In my experience, an electric fan oven is great for this, and practically the same equipment I used to use when measuring moisture contents of samples in the lab. In the lab, I had the oven at 100 C. At home, out of deference to the bowl, I tend to use about 50 C, maybe a little more.
(, Sat 19 Jun 2010, 0:41, Reply)
I think your over complicating things here. You don’t need to measure any ingredients.

Tap out some flour in a bowel, then add the yeasty water, mix and add more flour / water until it reaches the right consistency. This is easily checked by dropping a steel ball bearing of a standard 25mm diameter from a height of 5000mm into the dough, and measuring the penetration. Obviously temperature must be rigorously controlled throughout.

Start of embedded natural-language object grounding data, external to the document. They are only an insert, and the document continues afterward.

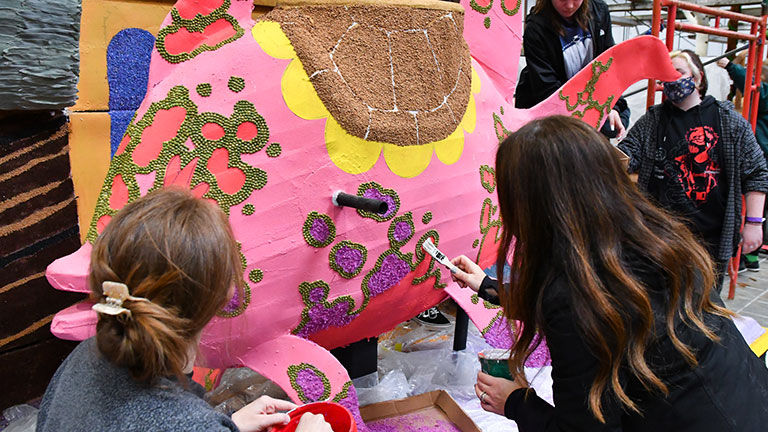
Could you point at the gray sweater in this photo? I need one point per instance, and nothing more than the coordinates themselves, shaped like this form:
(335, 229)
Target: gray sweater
(88, 393)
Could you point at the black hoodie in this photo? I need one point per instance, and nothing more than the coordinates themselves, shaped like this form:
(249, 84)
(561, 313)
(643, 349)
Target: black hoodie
(687, 172)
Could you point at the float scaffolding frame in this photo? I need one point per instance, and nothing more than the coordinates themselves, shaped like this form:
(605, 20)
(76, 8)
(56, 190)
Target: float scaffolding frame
(756, 39)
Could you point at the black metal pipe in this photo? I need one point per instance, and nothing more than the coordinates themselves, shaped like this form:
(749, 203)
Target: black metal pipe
(373, 205)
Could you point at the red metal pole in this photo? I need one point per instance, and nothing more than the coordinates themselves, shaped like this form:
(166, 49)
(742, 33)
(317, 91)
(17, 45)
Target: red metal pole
(714, 31)
(655, 29)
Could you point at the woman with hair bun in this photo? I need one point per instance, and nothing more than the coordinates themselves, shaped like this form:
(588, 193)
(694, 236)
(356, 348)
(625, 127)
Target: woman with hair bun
(160, 271)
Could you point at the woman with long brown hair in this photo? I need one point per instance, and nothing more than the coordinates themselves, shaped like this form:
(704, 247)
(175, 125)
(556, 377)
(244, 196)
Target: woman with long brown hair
(621, 291)
(160, 271)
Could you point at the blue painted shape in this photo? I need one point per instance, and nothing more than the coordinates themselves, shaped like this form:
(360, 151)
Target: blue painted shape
(128, 56)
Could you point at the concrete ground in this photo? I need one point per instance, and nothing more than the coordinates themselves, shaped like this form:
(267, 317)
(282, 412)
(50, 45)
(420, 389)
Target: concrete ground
(751, 297)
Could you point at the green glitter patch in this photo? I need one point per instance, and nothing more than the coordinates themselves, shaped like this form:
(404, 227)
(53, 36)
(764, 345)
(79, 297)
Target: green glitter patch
(236, 84)
(293, 373)
(204, 89)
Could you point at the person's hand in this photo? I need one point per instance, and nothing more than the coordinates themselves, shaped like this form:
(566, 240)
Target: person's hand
(471, 275)
(614, 119)
(262, 414)
(313, 423)
(494, 391)
(751, 238)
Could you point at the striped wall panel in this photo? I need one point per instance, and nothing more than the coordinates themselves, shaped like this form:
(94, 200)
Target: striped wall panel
(38, 223)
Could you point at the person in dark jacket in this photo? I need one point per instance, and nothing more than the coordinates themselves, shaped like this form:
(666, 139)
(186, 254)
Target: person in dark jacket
(161, 270)
(560, 38)
(639, 341)
(738, 75)
(696, 156)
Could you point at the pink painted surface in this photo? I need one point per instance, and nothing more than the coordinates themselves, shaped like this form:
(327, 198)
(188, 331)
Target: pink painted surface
(302, 179)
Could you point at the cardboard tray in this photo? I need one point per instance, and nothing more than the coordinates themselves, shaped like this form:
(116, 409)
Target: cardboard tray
(437, 404)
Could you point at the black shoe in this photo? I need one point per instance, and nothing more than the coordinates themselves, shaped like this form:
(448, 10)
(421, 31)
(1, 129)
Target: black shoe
(752, 265)
(433, 318)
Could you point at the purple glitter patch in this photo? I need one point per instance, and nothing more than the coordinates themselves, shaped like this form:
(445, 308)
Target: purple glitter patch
(375, 194)
(349, 259)
(499, 335)
(392, 271)
(311, 384)
(320, 318)
(413, 422)
(319, 230)
(402, 231)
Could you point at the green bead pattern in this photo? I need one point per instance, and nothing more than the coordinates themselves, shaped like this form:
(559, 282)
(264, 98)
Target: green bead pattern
(196, 25)
(293, 373)
(204, 89)
(586, 98)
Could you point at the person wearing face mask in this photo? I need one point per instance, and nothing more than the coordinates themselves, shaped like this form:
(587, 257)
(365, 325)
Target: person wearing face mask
(562, 37)
(696, 156)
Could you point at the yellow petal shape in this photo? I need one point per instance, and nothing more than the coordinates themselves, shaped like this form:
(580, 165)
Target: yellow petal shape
(408, 161)
(449, 149)
(350, 153)
(300, 95)
(469, 121)
(272, 40)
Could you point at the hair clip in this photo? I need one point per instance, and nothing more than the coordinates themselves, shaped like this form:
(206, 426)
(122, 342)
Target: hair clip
(116, 293)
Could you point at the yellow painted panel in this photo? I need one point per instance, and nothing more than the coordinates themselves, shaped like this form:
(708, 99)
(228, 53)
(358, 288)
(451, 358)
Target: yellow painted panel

(, Mon 7 Jun 2010, 9:20, Reply)
Holy innuendoes batman!

(, Mon 7 Jun 2010, 10:48, Reply)
I tried tapping out some flour in a bowel
But my wife objected in the end and said it made her poo go like croissants
(, Tue 8 Jun 2010, 16:33, Reply)
i use a cheap plastic jug
but because i always use the same jug, i get consistent results from my breadmaker machine. when i make pizza dough by hand i just measure amounts with a teacup.
(, Fri 11 Jun 2010, 22:56, Reply)
breadmaker machine pfft.
not really baking bread then.
(, Sat 12 Jun 2010, 0:08, Reply)
I am completely in favour of this.
I weigh all my ingredients straight into the bread-maker tin balanced on digital scales. It saves washing up teaspoons, tablespoons and measuring jugs.